Options (-R, -M, -o json, -a, …) are set via setOption() and flattened in registration order; the filter expression, if any, is appended as a single trailing, shell-escaped, bare argument — not -f. That flag is reserved by nfdump for “read the filter from a file”; passing a filter string to -f fails with a path does not exist error rather than a filter syntax error, which is easy to misdiagnose if you’re testing a filter by hand outside the app.

-M must be registered before -R. Unlike the other options, -R’s handler doesn’t just store its value — it calls convert_date_to_path() immediately, which resolves the requested time range to actual nfcapd file paths by scanning the sources -M’s handler has recorded so far. Register -R first and that scan sees zero sources, silently finds no files, and throws — which callers that swallow the exception (as Alerts’s filtered-evaluation path does, to fail safe on a malformed filter) will misread as “filter matched nothing” instead of “options were set in the wrong order.” This is exactly how a filtered alert rule ended up unable to ever fire (#153): -R was registered before -M.

Execution

execute() runs the command via proc_open (prefixed with exec so proc_get_status()['pid'] is nfdump’s own PID, not a wrapping shell’s — otherwise kill-nfdump would kill the shell and leave nfdump running), separates stdout/stderr, and:

  • treats known exit codes specially (127 = binary missing, 254 = filter syntax error, 255 = init failure, 250 = internal error),
  • treats "No matching flows" as a normal empty result, not an error,
  • decodes JSON (array or newline-delimited, depending on query type),
  • logs the exact constructed command at LOG_DEBUG — the fastest way to confirm what a given UI action actually asked nfdump for.

The concurrency guard

Config::$settings->nfdumpMaxProcesses caps how many nfdump processes may run at once; execute() checks Misc::countProcessesByName('nfdump') before starting a new one and throws if the cap is already hit, rather than piling up parallel scans on a system that’s likely I/O-bound already.

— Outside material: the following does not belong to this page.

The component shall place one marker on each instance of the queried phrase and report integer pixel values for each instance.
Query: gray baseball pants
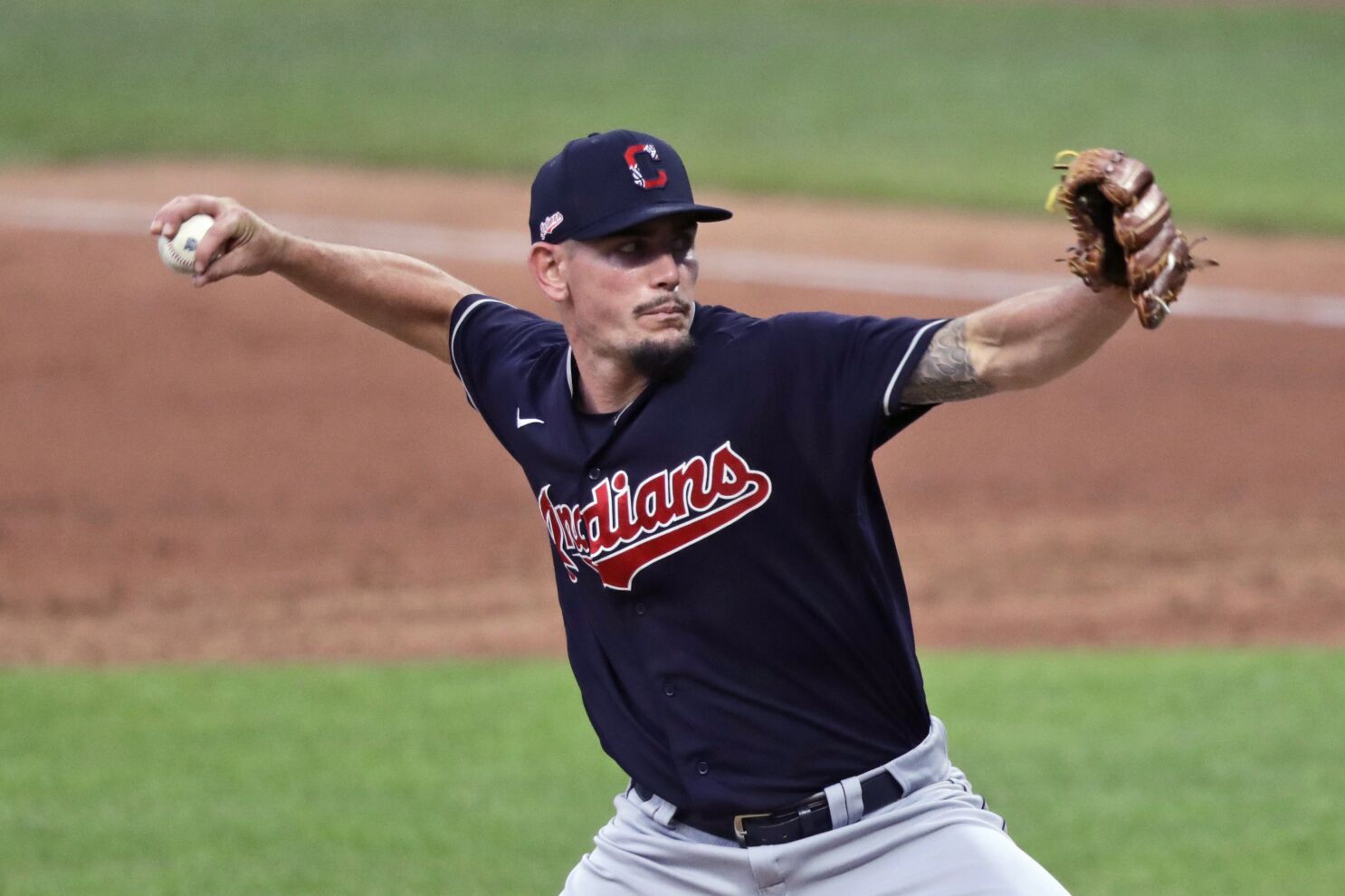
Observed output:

That counter needs ps or pgrep on PATH — if neither is present (e.g. a minimal container image missing procps), it silently returns 0 and the guard never trips. That failure mode is exactly why there’s a “Process inspection” entry in the Admin health panel’s nfdump group: it flags a missing ps/pgrep explicitly, rather than leaving the guard’s silence to look like “no other nfdump running” (see Health Checks & Admin).